Chapter 46 - Forever

2.1K 58 16
                                    

Bennett's POV

If I were to define happiness, it would be this. Dating Alex.

The second we kissed in her backyard, I knew I'd call her my girlfriend and nothing would stop me. I mean, unless she didn't want that too, but fortunately that was not the case.

I know we still have a lot to talk about, like the fact that she's going to Boston and I'm going to California. I'm trying not to let that affect me and enjoy the time we have together, but I can't help but have that in the back of my mind.

We managed to communicate, but we still didn't say all, for example we didn't talk about the fact that she had sex with Dylan, something I can't hold against her, but I still feel bad about. Fuck Dylan for saying it to the entire school. I felt so bad for Alex when he said it that I did want to punch him for that.

She also doesn't know that I had sex with Kate. I have no idea how she would react and I don't want to ruin what we have now, so against my better judgment, I probably won't tell her. Not now at least, but eventually.

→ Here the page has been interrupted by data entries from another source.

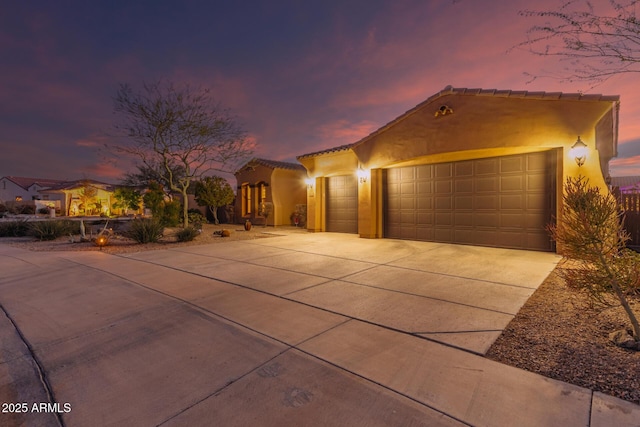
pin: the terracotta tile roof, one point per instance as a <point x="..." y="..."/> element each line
<point x="450" y="90"/>
<point x="328" y="150"/>
<point x="521" y="94"/>
<point x="67" y="185"/>
<point x="28" y="182"/>
<point x="274" y="164"/>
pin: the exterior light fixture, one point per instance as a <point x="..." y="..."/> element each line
<point x="362" y="175"/>
<point x="579" y="152"/>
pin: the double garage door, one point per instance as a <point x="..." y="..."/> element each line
<point x="500" y="201"/>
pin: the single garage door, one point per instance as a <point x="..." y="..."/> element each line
<point x="499" y="201"/>
<point x="342" y="204"/>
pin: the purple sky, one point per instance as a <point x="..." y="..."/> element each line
<point x="300" y="76"/>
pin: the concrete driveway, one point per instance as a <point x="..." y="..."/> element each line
<point x="301" y="329"/>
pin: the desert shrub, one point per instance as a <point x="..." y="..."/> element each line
<point x="171" y="215"/>
<point x="592" y="239"/>
<point x="51" y="230"/>
<point x="28" y="210"/>
<point x="187" y="234"/>
<point x="18" y="228"/>
<point x="145" y="230"/>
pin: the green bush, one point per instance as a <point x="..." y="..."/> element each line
<point x="51" y="230"/>
<point x="145" y="230"/>
<point x="187" y="234"/>
<point x="171" y="214"/>
<point x="17" y="228"/>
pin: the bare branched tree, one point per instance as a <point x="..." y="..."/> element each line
<point x="596" y="44"/>
<point x="171" y="129"/>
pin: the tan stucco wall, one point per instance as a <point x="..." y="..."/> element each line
<point x="480" y="126"/>
<point x="286" y="188"/>
<point x="289" y="190"/>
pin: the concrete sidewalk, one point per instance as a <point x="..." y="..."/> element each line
<point x="306" y="329"/>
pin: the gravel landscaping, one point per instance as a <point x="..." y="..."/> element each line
<point x="560" y="334"/>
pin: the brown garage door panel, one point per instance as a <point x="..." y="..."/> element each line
<point x="342" y="204"/>
<point x="502" y="201"/>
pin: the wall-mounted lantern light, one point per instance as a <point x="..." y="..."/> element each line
<point x="579" y="152"/>
<point x="362" y="175"/>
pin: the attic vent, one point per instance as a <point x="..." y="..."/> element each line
<point x="444" y="110"/>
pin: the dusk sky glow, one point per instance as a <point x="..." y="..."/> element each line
<point x="300" y="76"/>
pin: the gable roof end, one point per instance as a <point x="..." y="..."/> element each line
<point x="273" y="164"/>
<point x="450" y="90"/>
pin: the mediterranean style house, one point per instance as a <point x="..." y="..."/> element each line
<point x="70" y="198"/>
<point x="470" y="166"/>
<point x="272" y="186"/>
<point x="21" y="189"/>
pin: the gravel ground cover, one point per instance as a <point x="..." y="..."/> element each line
<point x="560" y="334"/>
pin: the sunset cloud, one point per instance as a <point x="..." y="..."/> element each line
<point x="298" y="77"/>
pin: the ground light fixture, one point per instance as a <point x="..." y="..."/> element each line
<point x="362" y="175"/>
<point x="101" y="241"/>
<point x="579" y="151"/>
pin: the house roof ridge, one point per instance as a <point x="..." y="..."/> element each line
<point x="26" y="182"/>
<point x="328" y="150"/>
<point x="276" y="164"/>
<point x="502" y="93"/>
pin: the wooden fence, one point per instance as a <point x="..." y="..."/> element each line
<point x="631" y="205"/>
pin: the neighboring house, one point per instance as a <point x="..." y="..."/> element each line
<point x="21" y="189"/>
<point x="470" y="166"/>
<point x="261" y="182"/>
<point x="626" y="184"/>
<point x="83" y="197"/>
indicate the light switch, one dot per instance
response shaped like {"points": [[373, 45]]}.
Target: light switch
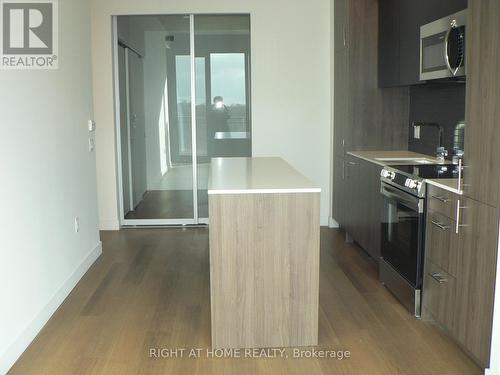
{"points": [[416, 132]]}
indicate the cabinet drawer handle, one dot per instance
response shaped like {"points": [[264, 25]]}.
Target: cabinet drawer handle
{"points": [[436, 276], [440, 225], [441, 199]]}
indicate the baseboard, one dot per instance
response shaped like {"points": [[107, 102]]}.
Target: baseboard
{"points": [[109, 225], [332, 223], [19, 345]]}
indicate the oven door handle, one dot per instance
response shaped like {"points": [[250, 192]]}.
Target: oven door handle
{"points": [[400, 196]]}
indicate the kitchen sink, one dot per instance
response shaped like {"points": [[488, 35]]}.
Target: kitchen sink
{"points": [[408, 160]]}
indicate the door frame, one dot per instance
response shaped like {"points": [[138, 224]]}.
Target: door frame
{"points": [[195, 220], [116, 86]]}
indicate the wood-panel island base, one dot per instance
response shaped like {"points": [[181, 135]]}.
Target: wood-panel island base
{"points": [[264, 267]]}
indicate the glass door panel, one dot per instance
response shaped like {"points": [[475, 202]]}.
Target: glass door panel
{"points": [[163, 65], [222, 49], [159, 96]]}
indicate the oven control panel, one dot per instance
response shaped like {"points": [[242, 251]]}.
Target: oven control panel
{"points": [[413, 184], [388, 174]]}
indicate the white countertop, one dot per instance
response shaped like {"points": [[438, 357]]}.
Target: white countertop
{"points": [[256, 175], [372, 157]]}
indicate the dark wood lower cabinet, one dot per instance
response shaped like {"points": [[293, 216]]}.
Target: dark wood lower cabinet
{"points": [[460, 273], [357, 201]]}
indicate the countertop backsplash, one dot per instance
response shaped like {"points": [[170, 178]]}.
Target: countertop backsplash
{"points": [[443, 103]]}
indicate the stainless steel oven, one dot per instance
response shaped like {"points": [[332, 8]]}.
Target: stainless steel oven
{"points": [[402, 233], [442, 47]]}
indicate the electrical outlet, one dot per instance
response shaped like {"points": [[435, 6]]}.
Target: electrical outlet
{"points": [[416, 132]]}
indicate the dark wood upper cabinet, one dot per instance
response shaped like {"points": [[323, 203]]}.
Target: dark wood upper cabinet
{"points": [[399, 36], [482, 133]]}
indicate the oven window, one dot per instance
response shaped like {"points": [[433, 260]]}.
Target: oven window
{"points": [[400, 238], [433, 57]]}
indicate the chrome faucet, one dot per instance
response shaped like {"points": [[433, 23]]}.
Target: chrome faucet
{"points": [[441, 152]]}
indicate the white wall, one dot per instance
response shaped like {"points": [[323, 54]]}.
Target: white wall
{"points": [[495, 340], [47, 178], [290, 84]]}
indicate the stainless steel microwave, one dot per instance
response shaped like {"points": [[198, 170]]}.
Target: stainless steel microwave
{"points": [[442, 47]]}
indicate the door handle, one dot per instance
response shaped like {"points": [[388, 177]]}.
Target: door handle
{"points": [[441, 199], [457, 223], [440, 279], [440, 225]]}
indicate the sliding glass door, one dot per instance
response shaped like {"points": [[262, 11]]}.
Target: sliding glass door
{"points": [[182, 98]]}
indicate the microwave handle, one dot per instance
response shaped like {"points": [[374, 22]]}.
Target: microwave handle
{"points": [[446, 43]]}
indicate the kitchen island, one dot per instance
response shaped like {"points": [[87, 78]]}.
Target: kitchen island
{"points": [[264, 254]]}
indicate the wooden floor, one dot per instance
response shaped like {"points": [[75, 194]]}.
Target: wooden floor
{"points": [[170, 204], [150, 288]]}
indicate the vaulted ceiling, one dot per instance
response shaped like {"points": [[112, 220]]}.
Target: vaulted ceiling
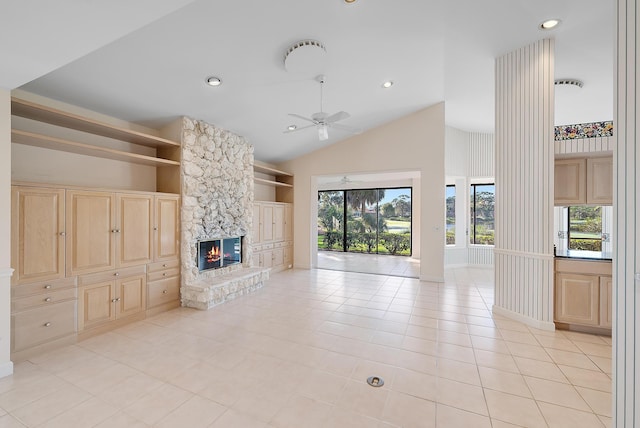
{"points": [[147, 61]]}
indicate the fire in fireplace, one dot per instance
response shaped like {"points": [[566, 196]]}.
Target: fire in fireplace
{"points": [[217, 253]]}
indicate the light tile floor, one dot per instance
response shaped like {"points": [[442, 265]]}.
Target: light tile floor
{"points": [[382, 264], [298, 352]]}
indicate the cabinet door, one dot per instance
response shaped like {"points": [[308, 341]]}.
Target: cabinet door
{"points": [[167, 228], [600, 181], [257, 224], [131, 295], [267, 222], [96, 304], [134, 229], [90, 232], [37, 228], [288, 222], [278, 223], [606, 304], [570, 182], [577, 298]]}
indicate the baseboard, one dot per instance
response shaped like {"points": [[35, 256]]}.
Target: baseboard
{"points": [[540, 325], [6, 369]]}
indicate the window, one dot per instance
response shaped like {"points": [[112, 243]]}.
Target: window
{"points": [[374, 221], [482, 228], [585, 228], [450, 230]]}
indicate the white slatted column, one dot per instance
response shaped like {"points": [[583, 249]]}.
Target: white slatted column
{"points": [[524, 184], [626, 262]]}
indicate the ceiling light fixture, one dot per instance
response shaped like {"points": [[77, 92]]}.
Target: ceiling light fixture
{"points": [[549, 24], [214, 81]]}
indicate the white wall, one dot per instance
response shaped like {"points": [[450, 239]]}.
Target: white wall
{"points": [[524, 184], [6, 367], [469, 158], [412, 143], [626, 257]]}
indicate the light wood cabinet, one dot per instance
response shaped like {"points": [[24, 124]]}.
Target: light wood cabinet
{"points": [[583, 293], [570, 182], [578, 299], [580, 181], [275, 231], [134, 223], [37, 229], [606, 303], [110, 296], [167, 228], [91, 227], [600, 181]]}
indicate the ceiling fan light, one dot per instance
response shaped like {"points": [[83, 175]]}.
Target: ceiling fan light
{"points": [[323, 133]]}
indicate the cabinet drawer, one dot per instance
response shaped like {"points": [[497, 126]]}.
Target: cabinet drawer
{"points": [[111, 274], [169, 264], [23, 290], [44, 299], [36, 326], [163, 291], [155, 276]]}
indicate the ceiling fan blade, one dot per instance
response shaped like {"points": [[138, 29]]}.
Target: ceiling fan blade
{"points": [[303, 118], [287, 131], [350, 129], [341, 115]]}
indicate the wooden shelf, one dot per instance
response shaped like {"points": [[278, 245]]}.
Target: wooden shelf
{"points": [[272, 183], [272, 171], [53, 116], [47, 142]]}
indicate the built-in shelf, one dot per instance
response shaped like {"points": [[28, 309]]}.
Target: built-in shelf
{"points": [[272, 183], [48, 142], [64, 119], [272, 171]]}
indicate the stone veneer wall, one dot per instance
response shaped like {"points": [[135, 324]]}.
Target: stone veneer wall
{"points": [[217, 194]]}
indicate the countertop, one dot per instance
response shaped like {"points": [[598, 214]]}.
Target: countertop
{"points": [[584, 255]]}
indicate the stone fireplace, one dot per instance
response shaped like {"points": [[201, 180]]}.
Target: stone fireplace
{"points": [[217, 204]]}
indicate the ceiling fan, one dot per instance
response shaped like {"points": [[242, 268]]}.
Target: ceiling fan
{"points": [[323, 121]]}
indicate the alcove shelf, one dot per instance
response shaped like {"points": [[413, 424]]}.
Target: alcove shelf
{"points": [[53, 143], [41, 113]]}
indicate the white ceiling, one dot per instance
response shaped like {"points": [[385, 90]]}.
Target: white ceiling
{"points": [[146, 61]]}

Even if I have been avoiding Kate lately, I know our friendship bothers Alex. She knows it was more than friendship, although we never actually dated, but still. I just hope Alex knows all I want is to be with her.

We have so little time to be together and summer plans are not exactly helpful. I mean, we agreed to spend as much time together as possible, but I had already applied for the science camp and even if every fiber of my body is telling me to cancel, I learned this last year that I need to do things for myself as well. I have to put myself first and camp last year was indeed amazing.

"You're still going?" Alex asked when we were talking about summer the next day at school.

"I want to go. It's something I will not get the chance to do again and I actually enjoyed it." She pouted, but nodded.

Do I really want to go though? I don't want to be in the same position I was with her in the past. I can't help but still feel afraid she'll go running to Dylan at some point. I don't want to cancel my plans for her as I always did just for her to leave me later.

I shouldn't fear this, we're clearly together, but it's not something I can control and I hate not being in control of things, especially my feelings.

"All your friends are going to be there?" She played with my shirt in the cutest way.

"Do you mean anyone specifically?" I know what she wanted to ask and she nodded confirming it. Well, so much for avoiding Kate.

"Yes, all of them are going. We all agreed that it would be out way of saying goodbye to this phase of our lives." She stayed silent and fitted the floor. That's the look that makes me want to forget the whole world and just be with her. "You don't have to worry. You're my girlfriend and all I care about."

I wish Kate didn't go, it will only make things complicated, because she's been trying to talk about us, but this is the one topic we will not talk about. I already told her we're not happening, so there isn't much to talk about.

However, she's part of my group of friends, so having her at camp is something I can't control.

Alex smiled and I leaned forward to give her a quick peck on her lips. It's amazing to be able to do this with nothing holding me back. I can't say how many times I wanted to do this and the fact that it's all we've been doing lately is incredible.

I'll never get used to kissing her.

I wanted to continue talking to her about our plans, but we were interrupted by - I dare to say - our best friend.